«A Bally hanno strappato il cuore»: la fine della produzione a Caslano
Uno degli ultimi operai rimasti ci racconta la sua preziosa testimonianza tra ricordi e gratitudine, passione per il proprio lavoro e l’inevitabile amarezza di dover salutare questo marchio
«A Bally hanno strappato il cuore». È la frase con la quale uno degli ultimi operai della produzione di scarpe descrive la chiusura dello stabilimento di Caslano.A fine agosto le macchine si fermeranno. Le mani esperte che per anni hanno tagliato, cucito, assemblato e curato le scarpe del noto marchio non lavoreranno più. Per Giorgio (nome di fantasia), non sta semplicemente chiudendo una fabbrica: sta finendo un pezzo di storia del Malcantone e della Svizzera. Una storia che lui, come molti altri colleghi, ha vissuto per diversi decenni, tanto da definire l’azienda «una seconda casa».
«Perdere Bally – ci racconta – significa perdere una parte di me, una famiglia, una casa. Per molti di noi quest’azienda era diventata una seconda casa, perché siamo cresciuti professionalmente qui dentro e ci abbiamo passato gran parte delle nostre giornate». Un’esperienza che, sottolinea, non ha avuto il finale sperato. «La notizia dei licenziamenti e della chiusura della produzione di scarpe ci ha fatto male. Bally, con i suoi 175 anni di storia e di importanza in tutta la Svizzera, non meritava di finire così».

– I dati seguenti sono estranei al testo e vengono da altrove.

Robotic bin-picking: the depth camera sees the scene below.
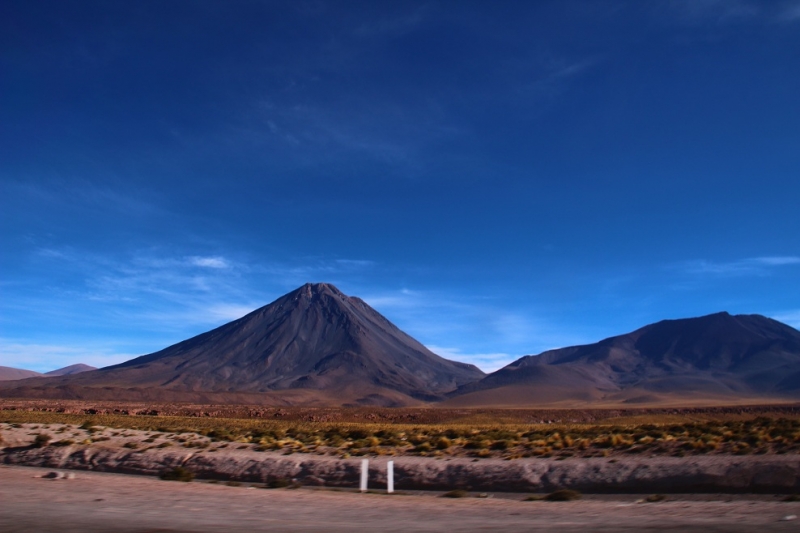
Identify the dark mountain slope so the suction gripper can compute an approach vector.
[0,366,41,381]
[454,313,800,405]
[1,283,483,403]
[44,363,97,376]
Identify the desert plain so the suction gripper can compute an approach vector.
[0,400,800,532]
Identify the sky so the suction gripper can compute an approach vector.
[0,0,800,371]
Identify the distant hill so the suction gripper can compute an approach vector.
[0,283,484,405]
[446,313,800,406]
[0,366,41,381]
[44,363,97,376]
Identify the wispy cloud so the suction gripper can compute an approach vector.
[675,256,800,277]
[0,339,136,373]
[427,344,520,374]
[668,0,800,25]
[778,1,800,22]
[189,256,230,268]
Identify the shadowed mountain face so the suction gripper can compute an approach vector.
[0,366,41,381]
[1,283,483,404]
[453,313,800,405]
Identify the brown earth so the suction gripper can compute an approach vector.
[0,466,800,533]
[0,424,800,493]
[0,398,800,424]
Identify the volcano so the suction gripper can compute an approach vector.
[3,283,484,405]
[446,312,800,406]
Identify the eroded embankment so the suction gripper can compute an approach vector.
[0,445,800,493]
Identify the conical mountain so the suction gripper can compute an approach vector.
[446,313,800,405]
[1,283,483,405]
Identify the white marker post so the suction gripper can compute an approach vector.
[361,459,369,492]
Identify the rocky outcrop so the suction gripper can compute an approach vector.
[0,446,800,493]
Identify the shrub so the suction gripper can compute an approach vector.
[158,466,194,483]
[33,433,53,448]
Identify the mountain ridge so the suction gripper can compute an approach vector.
[449,312,800,404]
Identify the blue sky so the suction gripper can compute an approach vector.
[0,0,800,371]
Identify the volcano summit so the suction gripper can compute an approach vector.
[1,283,483,405]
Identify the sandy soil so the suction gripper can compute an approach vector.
[0,466,800,533]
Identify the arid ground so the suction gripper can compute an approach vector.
[0,466,800,533]
[0,400,800,532]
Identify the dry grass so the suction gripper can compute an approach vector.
[0,410,800,459]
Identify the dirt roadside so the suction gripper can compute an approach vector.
[0,466,800,533]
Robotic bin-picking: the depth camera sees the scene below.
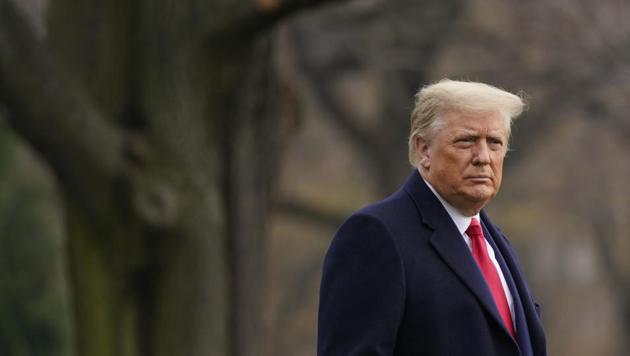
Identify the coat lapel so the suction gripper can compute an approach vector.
[481,211,546,354]
[405,171,509,336]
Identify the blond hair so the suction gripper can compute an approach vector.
[409,79,525,166]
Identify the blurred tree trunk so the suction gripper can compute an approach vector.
[0,0,338,356]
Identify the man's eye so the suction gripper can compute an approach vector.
[488,140,503,149]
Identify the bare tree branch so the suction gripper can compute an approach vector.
[275,199,346,228]
[0,0,123,216]
[210,0,345,43]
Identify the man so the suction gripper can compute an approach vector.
[318,80,546,356]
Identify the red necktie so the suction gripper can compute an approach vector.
[466,218,516,336]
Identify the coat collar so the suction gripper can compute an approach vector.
[404,170,520,342]
[403,170,545,351]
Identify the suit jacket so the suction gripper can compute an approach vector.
[317,171,546,356]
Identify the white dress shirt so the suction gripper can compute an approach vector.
[422,178,516,322]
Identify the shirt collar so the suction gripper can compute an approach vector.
[422,177,480,235]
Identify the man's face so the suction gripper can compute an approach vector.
[416,112,508,216]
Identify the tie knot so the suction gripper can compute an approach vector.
[466,218,483,239]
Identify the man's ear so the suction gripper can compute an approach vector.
[414,136,431,169]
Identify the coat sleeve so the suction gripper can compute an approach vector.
[317,215,405,356]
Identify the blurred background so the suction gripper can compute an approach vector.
[0,0,630,356]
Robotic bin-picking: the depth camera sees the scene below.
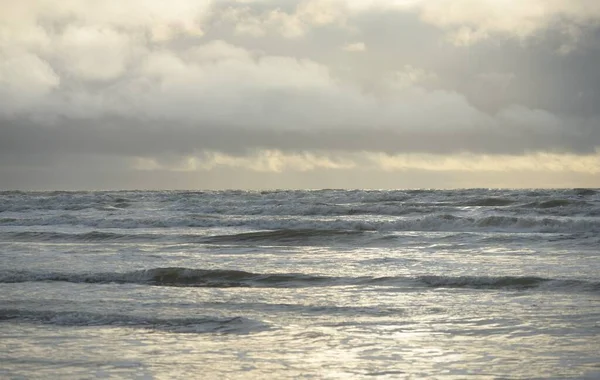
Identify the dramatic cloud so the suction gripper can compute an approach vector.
[0,0,600,188]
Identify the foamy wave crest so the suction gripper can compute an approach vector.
[0,212,600,233]
[0,309,267,333]
[0,267,335,288]
[0,267,600,292]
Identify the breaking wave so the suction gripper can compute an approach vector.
[0,309,267,334]
[0,267,600,292]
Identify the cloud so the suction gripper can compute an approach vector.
[342,42,367,53]
[0,0,600,189]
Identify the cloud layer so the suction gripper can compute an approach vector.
[0,0,600,188]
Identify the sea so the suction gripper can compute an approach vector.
[0,189,600,379]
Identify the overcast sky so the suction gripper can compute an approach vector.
[0,0,600,190]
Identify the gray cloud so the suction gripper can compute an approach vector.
[0,0,600,189]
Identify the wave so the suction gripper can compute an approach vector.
[202,229,364,245]
[0,231,169,243]
[463,198,516,206]
[0,309,267,334]
[0,267,600,292]
[1,214,600,235]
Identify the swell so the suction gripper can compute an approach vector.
[202,229,364,244]
[0,309,266,333]
[0,231,168,243]
[0,214,600,235]
[0,267,600,292]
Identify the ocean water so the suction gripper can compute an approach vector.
[0,189,600,379]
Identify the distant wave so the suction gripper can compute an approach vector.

«Non ci aspettavamo questa conclusione»
La notizia, spiega Giorgio, non è arrivata completamente inattesa. Negli ultimi anni i segnali c’erano stati: diversi licenziamenti avevano già ridotto il personale. «Eravamo consapevoli che qualcosa prima o poi sarebbe successo. Però non ci aspettavamo una chiusura totale così improvvisa» Il marchio svizzero, fondato nel 1851 a Schönenwerd, è passato nelle mani del fondo statunitense Regent LP nel 2024. Nell’autunno dello stesso anno è arrivata la prima grande ristrutturazione, con la perdita di 65 posti di lavoro tra produzione e amministrazione.A settembre 2025 sono stati tagliati altri 30 posti nella produzione. Nel 2026 è arrivata la notizia della chiusura definitiva della produzione in Svizzera, con il licenziamento degli ultimi 27 operai rimasti. «Ci sono operai che lavorano qui da quarant’anni. La notizia ci ha davvero ferito».
Per Caslano, per il Malcantone e per la Svizzera, secondo Giorgio, sarà una perdita importante. «Avere una realtà di questo livello qui era molto importante. Inoltre, in Ticino non sono rimaste molte aziende con una storia simile ». Il dolore più grande, però, non riguarda solo il posto di lavoro. «Noi andiamo via con il dispiacere e con il malessere, perché perdere un posto di lavoro fa male a tutti. Però la perdita più grande è vedere questo marchio, nato qui, perdere il suo legame con la Svizzera. È questo che fa più male».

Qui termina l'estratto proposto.